Boeing’s 787-10 Dreamliner received an amended type certificate (ATC) from the U.S. Federal Aviation Administration (FAA), clearing the airplane for commercial service.
The awarding of ATC caps a successful flight test program that began in March 2017 and involved three flight test airplanes that accumulated about 900 test hours. Boeing's flight test program team took the airplanes through a series of tests to confirm the airplane's handling, systems, and overall performance met internal requirements and certification standards to ensure safety of flight.
"We are pleased to have met the rigorous standards set forth by the FAA and are eager to bring the airplane to market for our valued customers," said Brad Zaback, vice president and general manager of the 787 program. "After years of design and testing, our team has proven the quality, safety and reliability of the newest member of the Dreamliner family and we look forward to seeing the airplane in service later this year."
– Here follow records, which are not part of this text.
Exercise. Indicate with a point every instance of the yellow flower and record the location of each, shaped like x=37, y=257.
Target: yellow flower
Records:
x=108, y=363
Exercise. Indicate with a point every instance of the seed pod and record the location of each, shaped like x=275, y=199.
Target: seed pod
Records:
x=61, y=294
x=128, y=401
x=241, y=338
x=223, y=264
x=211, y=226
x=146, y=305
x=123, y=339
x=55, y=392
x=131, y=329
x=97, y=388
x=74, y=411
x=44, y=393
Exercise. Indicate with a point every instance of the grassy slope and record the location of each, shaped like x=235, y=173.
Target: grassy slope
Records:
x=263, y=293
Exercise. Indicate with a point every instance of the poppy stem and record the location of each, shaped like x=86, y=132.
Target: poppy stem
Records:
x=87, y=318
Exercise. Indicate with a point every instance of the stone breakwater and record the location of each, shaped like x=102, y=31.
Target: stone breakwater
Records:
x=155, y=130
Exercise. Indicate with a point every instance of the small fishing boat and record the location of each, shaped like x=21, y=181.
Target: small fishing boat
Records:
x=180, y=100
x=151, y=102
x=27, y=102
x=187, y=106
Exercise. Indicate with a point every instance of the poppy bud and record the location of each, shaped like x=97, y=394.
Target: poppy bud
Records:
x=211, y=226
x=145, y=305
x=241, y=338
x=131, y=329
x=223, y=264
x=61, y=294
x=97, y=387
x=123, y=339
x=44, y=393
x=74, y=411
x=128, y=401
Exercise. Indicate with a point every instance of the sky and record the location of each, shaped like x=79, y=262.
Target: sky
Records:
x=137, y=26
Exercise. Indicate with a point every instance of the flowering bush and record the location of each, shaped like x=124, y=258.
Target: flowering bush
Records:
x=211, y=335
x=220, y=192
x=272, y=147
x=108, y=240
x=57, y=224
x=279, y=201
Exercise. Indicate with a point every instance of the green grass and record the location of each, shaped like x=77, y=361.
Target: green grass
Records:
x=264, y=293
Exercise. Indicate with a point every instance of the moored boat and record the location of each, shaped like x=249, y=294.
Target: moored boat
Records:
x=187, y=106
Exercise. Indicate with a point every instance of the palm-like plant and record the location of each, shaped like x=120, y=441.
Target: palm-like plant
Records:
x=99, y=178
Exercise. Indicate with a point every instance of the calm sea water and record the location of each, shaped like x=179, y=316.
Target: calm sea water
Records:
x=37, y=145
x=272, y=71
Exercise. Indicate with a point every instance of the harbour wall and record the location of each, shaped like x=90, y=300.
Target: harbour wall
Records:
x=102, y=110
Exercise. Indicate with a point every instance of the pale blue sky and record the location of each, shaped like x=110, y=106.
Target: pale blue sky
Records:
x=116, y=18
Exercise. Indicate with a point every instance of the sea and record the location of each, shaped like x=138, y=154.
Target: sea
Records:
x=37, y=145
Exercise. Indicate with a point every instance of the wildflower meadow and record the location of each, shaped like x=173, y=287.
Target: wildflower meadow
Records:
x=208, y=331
Other aviation regulatory agencies are expected to follow the FAA's lead and certify the airplane before it enters service.
As a stretch of the 787-9, the 787-10 retains more than 95% commonality while adding seats and cargo capacity. The airplane can fly 330 passengers, in a typical two-class configuration, up to 6,430nm (11,910km).
To date, Boeing has more than 170 orders for the 787-10 from nine customers. First delivery is expected to Singapore Airlines in the first half of 2018.